Terdengar suara klakson mobil, tak lama kemudian terdengar suara pintu gerbang yang terbuka. Riyu langsung mengintip dari jendela kaca, terlihat mobil Sam yang memasuki garasi rumah utama. "Untunglah Sam datang terlebih dulu" ucap Riyu, langsung berlari keluar dari kamarnya.


Sampai di depan pintu masuk, telah ada pelayan yang akan membukakan pintu. "Loh, Non Riyu belum tidur?" Tanya Pelayan Mirah yang terkejut melihat Riyu.


"Aku belum bisa tidur. Sini biar aku saja yang buka pintu ya"


"Baik Nona" ucapnya mengangguk.


Meskipun heran dan bingung, Mirah mundur beberapa langkah tanpa banyak bicara. Terlihat Riyu menghela nafas panjang, tangannya perlahan menarik gagang pintu.


"Sam, kau sudah... " berhenti bicara karena yang dilihat bukanlah Sam. "Aji? Kau sendirian? Dimana Sam?!" Riyu menatap seksama wajah Aji yang mengeluarkan ekspresi yang aneh.


"Eeemm... Bos Sam dan Tuan Noval... " Belum sempat Aji menjawab, tiba-tiba 2 orang ambruk ke lantai dari sisi kanan dan kirinya Aji. Riyu tersentak kaget melihat dua orang itu tepar babak belur.


"Aaaa.... Apa yang terjadi?!" teriak Riyu


Spontan, ia langsung menutup mulutnya karena berteriak terlalu kencang, bisa-bisa membangunkan seisi rumah nantinya, wajah Riyu pucat seketika melihat mereka berdua. "Noval, Sam? Aji katakan padaku apa yang terjadi!" Riyu panik. Tapi Aji bingung mau menjelaskan dari mana.


"Mereka hanya... "


"Ayo cepat bantu aku! Bantu mereka masuk ke kamar!" Riyu bergegas mengambil kotak obat, sedangkan Sam dan Noval dipapah oleh Mirah dan Aji untuk masuk ke dalam kamar masing-masing.


"Apa mereka bertarung lagi? Ini pasti karena Sam cemburu, lalu menghajar Noval kan? Kenapa mereka kekanak-kanakan sekali sih!" gerutunya sambil menyiapkan kompres luka.

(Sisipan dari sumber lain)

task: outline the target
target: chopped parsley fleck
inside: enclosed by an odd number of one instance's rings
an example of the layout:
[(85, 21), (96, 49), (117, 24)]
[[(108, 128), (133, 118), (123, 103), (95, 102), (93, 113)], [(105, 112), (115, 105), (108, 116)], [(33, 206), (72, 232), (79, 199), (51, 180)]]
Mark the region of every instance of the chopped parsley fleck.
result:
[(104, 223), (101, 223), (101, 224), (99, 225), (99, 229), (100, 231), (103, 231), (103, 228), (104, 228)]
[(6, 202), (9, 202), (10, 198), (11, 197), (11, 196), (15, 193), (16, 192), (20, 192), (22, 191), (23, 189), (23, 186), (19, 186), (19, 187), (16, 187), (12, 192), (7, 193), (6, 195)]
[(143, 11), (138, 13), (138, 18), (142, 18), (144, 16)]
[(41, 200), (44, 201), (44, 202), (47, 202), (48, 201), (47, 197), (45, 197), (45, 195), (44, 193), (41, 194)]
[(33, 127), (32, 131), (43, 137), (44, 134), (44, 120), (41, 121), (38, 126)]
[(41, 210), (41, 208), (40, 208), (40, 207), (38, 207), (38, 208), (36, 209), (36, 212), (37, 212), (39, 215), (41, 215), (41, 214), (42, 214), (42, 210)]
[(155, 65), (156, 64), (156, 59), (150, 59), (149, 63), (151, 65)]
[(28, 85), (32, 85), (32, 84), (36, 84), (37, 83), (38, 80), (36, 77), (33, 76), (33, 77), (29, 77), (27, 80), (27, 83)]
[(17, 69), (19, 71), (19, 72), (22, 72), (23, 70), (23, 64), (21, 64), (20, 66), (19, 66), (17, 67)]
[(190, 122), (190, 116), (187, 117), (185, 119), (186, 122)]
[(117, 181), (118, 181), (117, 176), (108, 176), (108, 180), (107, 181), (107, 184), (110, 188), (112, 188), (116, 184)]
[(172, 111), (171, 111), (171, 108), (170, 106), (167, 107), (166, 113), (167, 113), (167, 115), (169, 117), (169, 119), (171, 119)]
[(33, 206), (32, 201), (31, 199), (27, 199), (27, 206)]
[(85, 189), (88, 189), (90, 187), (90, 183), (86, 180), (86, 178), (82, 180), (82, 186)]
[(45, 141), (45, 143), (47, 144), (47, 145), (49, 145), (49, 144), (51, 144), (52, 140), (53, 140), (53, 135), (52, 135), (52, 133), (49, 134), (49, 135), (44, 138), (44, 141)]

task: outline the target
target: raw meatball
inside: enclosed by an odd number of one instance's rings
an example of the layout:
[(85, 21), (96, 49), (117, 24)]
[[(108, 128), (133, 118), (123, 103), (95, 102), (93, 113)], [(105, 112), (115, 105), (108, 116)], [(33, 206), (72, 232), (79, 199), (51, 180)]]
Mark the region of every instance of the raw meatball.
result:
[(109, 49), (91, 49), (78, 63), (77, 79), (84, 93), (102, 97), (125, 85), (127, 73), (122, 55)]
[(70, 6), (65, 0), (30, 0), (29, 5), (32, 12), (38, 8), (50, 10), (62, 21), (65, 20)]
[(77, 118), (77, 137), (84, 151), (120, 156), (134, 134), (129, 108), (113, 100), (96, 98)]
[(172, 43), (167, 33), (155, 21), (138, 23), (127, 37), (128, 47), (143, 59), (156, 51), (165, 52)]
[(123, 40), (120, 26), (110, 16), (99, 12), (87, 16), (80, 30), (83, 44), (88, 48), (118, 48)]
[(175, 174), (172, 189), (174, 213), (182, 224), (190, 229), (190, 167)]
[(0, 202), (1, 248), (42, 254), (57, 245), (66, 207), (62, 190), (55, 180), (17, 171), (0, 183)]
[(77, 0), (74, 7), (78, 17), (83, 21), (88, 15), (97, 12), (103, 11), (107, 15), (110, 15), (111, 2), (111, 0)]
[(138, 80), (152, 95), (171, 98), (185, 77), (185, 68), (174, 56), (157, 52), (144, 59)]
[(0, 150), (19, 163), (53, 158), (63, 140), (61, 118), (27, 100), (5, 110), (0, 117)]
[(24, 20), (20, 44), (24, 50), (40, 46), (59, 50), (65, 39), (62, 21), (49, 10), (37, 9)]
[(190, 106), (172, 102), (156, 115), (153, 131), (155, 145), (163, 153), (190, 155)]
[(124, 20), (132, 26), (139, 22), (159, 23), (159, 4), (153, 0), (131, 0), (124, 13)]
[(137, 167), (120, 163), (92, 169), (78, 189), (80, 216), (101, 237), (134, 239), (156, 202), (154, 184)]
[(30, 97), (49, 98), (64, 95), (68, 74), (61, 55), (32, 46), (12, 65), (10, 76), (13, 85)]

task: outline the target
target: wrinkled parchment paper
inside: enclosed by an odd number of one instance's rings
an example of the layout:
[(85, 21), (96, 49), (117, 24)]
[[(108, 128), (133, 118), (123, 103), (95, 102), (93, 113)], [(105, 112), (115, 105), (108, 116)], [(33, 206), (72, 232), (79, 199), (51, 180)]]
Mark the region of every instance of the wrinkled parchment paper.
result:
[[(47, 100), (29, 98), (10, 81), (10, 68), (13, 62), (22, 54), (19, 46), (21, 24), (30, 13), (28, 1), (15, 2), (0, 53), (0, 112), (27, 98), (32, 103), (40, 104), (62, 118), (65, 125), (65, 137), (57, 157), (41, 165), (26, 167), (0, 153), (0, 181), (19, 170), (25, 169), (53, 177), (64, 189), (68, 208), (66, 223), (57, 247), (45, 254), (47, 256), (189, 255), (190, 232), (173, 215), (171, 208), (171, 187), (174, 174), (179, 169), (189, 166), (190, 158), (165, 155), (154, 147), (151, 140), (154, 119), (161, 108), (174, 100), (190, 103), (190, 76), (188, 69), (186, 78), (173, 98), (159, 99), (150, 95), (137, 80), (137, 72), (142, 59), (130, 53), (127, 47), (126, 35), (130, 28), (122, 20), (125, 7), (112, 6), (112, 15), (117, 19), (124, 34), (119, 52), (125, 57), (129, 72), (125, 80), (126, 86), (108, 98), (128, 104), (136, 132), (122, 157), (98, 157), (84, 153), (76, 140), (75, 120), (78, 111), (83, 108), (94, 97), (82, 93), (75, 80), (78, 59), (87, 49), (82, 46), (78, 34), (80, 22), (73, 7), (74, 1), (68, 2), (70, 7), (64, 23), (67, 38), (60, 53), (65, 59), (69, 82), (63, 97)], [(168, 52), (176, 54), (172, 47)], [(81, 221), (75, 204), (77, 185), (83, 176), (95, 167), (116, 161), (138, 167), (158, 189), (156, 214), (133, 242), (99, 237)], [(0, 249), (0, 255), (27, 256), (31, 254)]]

"Mana dulu ini yang aku obati?" langkah kakinya berhenti di tengah tangga. Bingung antara Noval atau Sam dulu yang mau dikompres. "Maafkan aku Noval, aku akan memulainya dulu dari Sam, biar aku juga bisa bicara padanya" ucap Riyu. Sebelum masuk ke dalam kamar Sam, ia terlebih dahulu memberikan kotak obat untuk Noval.


"Apa yang kalian pikirkan sebenarnya! Kenapa suka sekali menyelesaikan masalah dengan bertarung. Ha!" Tangan Riyu sibuk menyeka darah di wajah Sam, terlihat Sam meringis menahan nyeri saat handuk kecil menempel di wajahnya.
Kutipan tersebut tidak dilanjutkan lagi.